For buyers, determining how much home they can afford can be a quandary.
The "Thumb" One rule of thumb says we can afford a home that costs up to two and one-half times our annual gross income. Make $75,000 a year and a home of about $200,000 is just about within reach. However, this simple rule doesn't consider mortgage rates at all. A $200,000 mortgage payment at 10 percent is $1,755. At five percent, it's $1,073. That obviously makes a huge difference in the affordability of any property.
The "Back End" Another measure of affordability uses a debt-to-income (DTI) ratio of 28/36 to help buyers determine what they can afford. The 28 (called the front end) is the percentage of a buyer's gross income spent on housing costs each month, including principal, interest, property taxes and insurance (PITI).
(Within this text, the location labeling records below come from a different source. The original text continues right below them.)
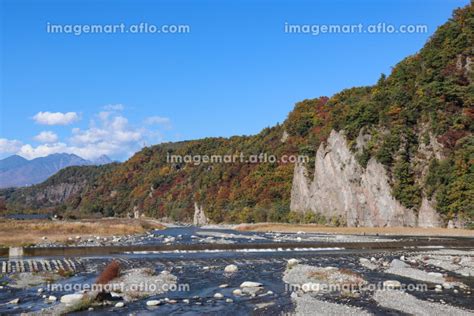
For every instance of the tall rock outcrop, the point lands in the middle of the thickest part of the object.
(200, 217)
(342, 188)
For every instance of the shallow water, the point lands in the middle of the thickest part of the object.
(203, 273)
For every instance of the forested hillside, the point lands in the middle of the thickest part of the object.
(427, 100)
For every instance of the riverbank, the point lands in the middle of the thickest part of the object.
(382, 231)
(28, 232)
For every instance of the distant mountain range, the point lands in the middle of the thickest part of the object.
(16, 171)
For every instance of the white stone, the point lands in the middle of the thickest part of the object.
(250, 284)
(310, 287)
(392, 284)
(153, 303)
(231, 268)
(292, 262)
(71, 299)
(237, 292)
(343, 189)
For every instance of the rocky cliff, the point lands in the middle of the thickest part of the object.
(359, 196)
(200, 217)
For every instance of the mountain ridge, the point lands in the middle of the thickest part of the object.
(417, 124)
(16, 171)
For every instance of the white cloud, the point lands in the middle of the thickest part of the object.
(46, 137)
(9, 146)
(109, 133)
(30, 152)
(158, 120)
(56, 118)
(114, 107)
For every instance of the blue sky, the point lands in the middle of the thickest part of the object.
(234, 73)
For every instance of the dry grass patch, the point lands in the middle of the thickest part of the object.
(21, 233)
(313, 228)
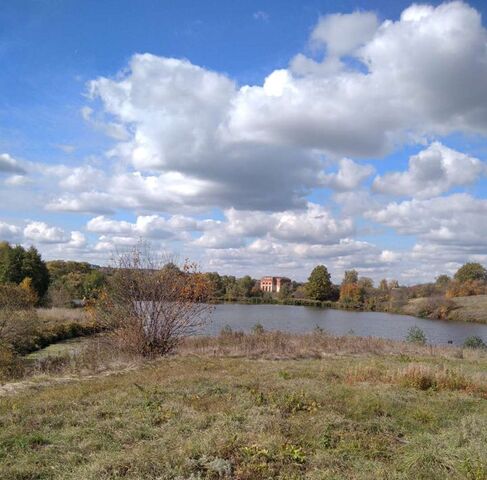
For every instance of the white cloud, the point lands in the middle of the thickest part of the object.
(458, 219)
(213, 143)
(349, 176)
(9, 164)
(8, 231)
(342, 34)
(17, 180)
(42, 233)
(431, 172)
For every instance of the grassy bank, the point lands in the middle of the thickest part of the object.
(462, 309)
(256, 407)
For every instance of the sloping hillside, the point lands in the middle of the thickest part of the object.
(465, 309)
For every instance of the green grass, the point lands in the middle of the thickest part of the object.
(344, 416)
(465, 309)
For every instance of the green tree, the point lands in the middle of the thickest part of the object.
(284, 291)
(442, 281)
(16, 264)
(216, 283)
(471, 271)
(35, 268)
(93, 283)
(366, 282)
(319, 286)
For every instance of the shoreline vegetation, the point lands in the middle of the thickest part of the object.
(250, 406)
(143, 398)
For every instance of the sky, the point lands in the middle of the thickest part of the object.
(256, 137)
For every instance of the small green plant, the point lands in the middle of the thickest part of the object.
(294, 453)
(258, 329)
(474, 342)
(416, 335)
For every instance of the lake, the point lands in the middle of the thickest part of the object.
(339, 322)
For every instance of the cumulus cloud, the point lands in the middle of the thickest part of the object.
(8, 231)
(342, 34)
(458, 219)
(9, 164)
(260, 146)
(349, 176)
(43, 233)
(432, 172)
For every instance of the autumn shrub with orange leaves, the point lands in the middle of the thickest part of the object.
(467, 288)
(150, 303)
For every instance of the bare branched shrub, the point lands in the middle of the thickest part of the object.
(151, 303)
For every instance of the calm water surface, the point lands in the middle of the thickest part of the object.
(339, 322)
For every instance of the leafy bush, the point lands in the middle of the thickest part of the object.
(416, 335)
(258, 329)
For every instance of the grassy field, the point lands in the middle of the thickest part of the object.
(470, 309)
(257, 407)
(463, 309)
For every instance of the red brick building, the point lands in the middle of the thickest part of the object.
(273, 284)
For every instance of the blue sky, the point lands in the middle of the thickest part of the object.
(254, 137)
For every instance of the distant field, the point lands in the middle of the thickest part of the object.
(466, 309)
(471, 309)
(331, 408)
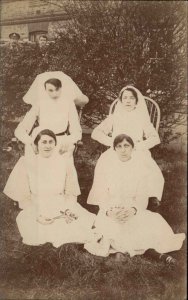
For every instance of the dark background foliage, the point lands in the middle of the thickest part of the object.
(106, 45)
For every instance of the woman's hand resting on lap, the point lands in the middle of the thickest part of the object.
(121, 214)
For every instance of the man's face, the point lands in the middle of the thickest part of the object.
(42, 41)
(128, 100)
(14, 40)
(52, 91)
(124, 150)
(46, 146)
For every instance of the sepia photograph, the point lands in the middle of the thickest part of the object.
(93, 150)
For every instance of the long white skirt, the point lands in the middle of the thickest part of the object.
(58, 232)
(155, 179)
(145, 230)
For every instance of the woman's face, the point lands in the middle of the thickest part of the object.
(52, 91)
(46, 146)
(128, 100)
(124, 150)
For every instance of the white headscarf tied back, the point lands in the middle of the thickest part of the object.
(37, 90)
(141, 104)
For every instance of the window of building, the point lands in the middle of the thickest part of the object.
(34, 35)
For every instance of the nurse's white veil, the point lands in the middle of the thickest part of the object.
(37, 90)
(141, 104)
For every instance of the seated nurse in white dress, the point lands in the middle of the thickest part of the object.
(132, 118)
(52, 214)
(53, 96)
(121, 192)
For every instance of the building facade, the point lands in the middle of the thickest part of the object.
(30, 18)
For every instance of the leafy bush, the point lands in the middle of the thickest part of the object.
(106, 45)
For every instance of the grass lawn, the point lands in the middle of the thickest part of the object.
(71, 273)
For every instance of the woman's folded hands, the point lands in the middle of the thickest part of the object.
(120, 214)
(68, 215)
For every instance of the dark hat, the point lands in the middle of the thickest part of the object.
(14, 35)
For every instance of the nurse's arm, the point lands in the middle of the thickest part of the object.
(25, 126)
(74, 125)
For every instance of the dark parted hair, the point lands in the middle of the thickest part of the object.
(130, 90)
(55, 82)
(44, 36)
(45, 132)
(119, 138)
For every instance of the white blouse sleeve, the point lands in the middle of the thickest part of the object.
(99, 192)
(141, 197)
(72, 188)
(74, 124)
(24, 127)
(101, 132)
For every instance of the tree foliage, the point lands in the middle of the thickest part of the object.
(106, 45)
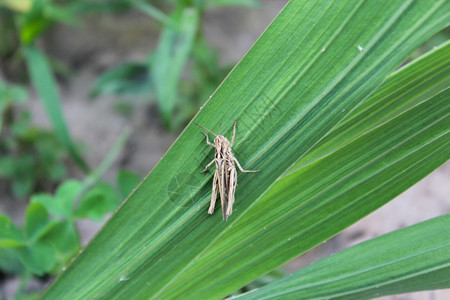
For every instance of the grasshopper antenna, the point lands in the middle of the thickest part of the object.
(206, 129)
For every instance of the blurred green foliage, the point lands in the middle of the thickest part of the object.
(30, 158)
(181, 72)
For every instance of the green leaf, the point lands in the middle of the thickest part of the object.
(402, 90)
(127, 181)
(97, 202)
(303, 77)
(62, 237)
(36, 220)
(43, 80)
(416, 258)
(33, 23)
(10, 236)
(169, 60)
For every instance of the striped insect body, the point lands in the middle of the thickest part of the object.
(225, 176)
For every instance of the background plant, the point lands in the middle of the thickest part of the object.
(181, 72)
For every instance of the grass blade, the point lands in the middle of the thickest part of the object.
(302, 78)
(416, 258)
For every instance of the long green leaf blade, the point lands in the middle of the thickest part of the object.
(416, 258)
(317, 201)
(42, 79)
(402, 90)
(303, 76)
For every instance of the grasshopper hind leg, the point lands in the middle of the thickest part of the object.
(214, 193)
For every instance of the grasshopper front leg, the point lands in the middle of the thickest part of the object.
(208, 165)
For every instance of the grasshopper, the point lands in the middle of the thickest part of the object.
(225, 176)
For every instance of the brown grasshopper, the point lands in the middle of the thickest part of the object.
(225, 176)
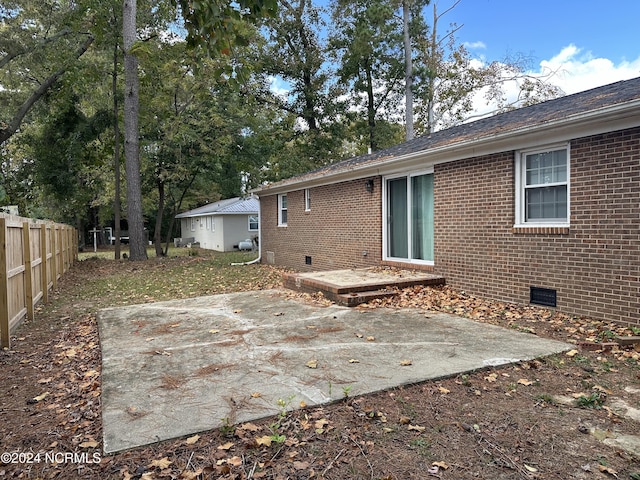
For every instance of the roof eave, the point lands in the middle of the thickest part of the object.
(603, 120)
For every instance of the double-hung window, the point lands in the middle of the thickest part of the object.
(542, 183)
(282, 210)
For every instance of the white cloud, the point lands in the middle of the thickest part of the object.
(571, 69)
(475, 45)
(576, 71)
(279, 87)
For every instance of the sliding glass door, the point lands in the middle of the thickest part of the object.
(409, 211)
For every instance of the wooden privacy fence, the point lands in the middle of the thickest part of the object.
(33, 256)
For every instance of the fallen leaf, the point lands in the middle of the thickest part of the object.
(189, 475)
(41, 397)
(251, 427)
(162, 463)
(602, 389)
(492, 377)
(609, 470)
(89, 444)
(265, 440)
(321, 423)
(300, 465)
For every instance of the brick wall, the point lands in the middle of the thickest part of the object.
(344, 222)
(594, 265)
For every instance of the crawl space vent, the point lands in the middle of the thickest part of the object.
(542, 296)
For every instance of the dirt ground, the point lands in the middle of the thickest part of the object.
(552, 418)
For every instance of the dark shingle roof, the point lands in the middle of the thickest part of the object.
(511, 121)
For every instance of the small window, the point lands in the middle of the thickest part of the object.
(282, 209)
(253, 223)
(307, 200)
(543, 187)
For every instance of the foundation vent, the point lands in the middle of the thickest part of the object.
(542, 296)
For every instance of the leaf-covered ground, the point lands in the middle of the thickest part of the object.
(552, 418)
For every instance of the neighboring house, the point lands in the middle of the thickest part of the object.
(222, 225)
(538, 204)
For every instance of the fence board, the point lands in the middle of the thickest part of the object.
(33, 255)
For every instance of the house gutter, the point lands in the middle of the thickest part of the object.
(583, 124)
(257, 260)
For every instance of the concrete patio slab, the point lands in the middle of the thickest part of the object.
(175, 368)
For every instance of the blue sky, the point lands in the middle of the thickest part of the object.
(543, 27)
(589, 43)
(586, 43)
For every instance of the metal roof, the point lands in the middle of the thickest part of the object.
(231, 206)
(598, 110)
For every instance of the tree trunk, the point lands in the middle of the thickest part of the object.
(408, 71)
(157, 235)
(433, 66)
(137, 239)
(371, 108)
(116, 155)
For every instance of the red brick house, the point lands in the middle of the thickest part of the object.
(537, 204)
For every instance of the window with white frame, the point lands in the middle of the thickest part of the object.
(282, 209)
(307, 200)
(542, 183)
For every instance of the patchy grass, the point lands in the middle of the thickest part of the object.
(496, 423)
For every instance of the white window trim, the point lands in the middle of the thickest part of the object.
(520, 182)
(385, 224)
(280, 209)
(307, 200)
(249, 223)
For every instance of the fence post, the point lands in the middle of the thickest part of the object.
(54, 254)
(28, 272)
(5, 334)
(45, 269)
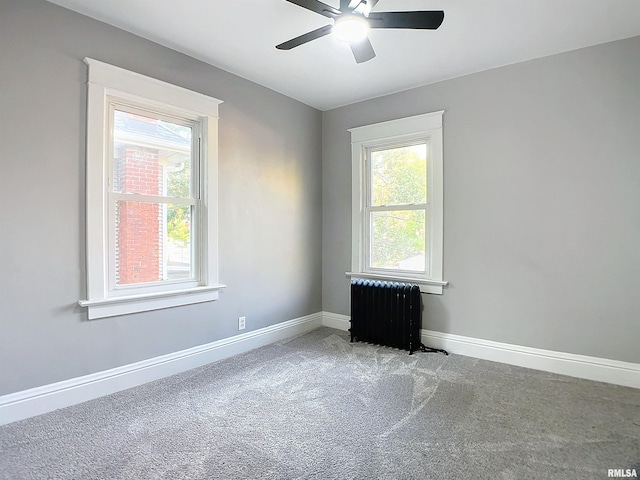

For renters the front-end ratio is simply the month's rent. The 36 (called the back end) is the percentage of a buyer's income that goes toward paying recurring debt, like credit cards, car loans, installment loans, student loans, child support, alimony and legal judgments, PLUS the housing expense.
The back-end calculation does not, however, include income taxes or basic living expenses like food, clothing, entertainment, savings, home maintenance and other costs that aren't debts.
You're More than a Back End and You're not Buying a Thumb
To clear the air, we sat down with Julie Wyss, a broker associate with Intero Real Estate Services-Los Gatos, CA and mortgage broker at North Star Mortgage Associates, both in the hot Silicon Valley housing market.
Wyss says affordability is really a matter of personal financial comfort, which can be less than the lender will approve. "Rules of thumb are general ideas of what you can afford. Because they are so simple, they don't take into account all the information you need to help you feel comfortable with your home loan payment," Wyss said.
For example, your lender won't know that you have a very expensive hobby and no intention of giving it up. Or that saving $1,000 a month for your child's college tuition is important to you. Yet those things should absolutely be part of your mortgage affordability calculations.
Your affordability might be constrained more by your down payment (or lack of) than by your income. This is especially true of first-time home buyers. Wyss said money in checking and savings accounts, mutual funds, stocks and bonds, life insurance cash value and gifts from parents or other relatives can be suitable sources for down payments.
Depending on the program, the required down payment can range from zero (for VA and USDA loans) to 20 percent (for conventional home loans without mortgage insurance) or more (for very expensive homes or for private (hard money) loans.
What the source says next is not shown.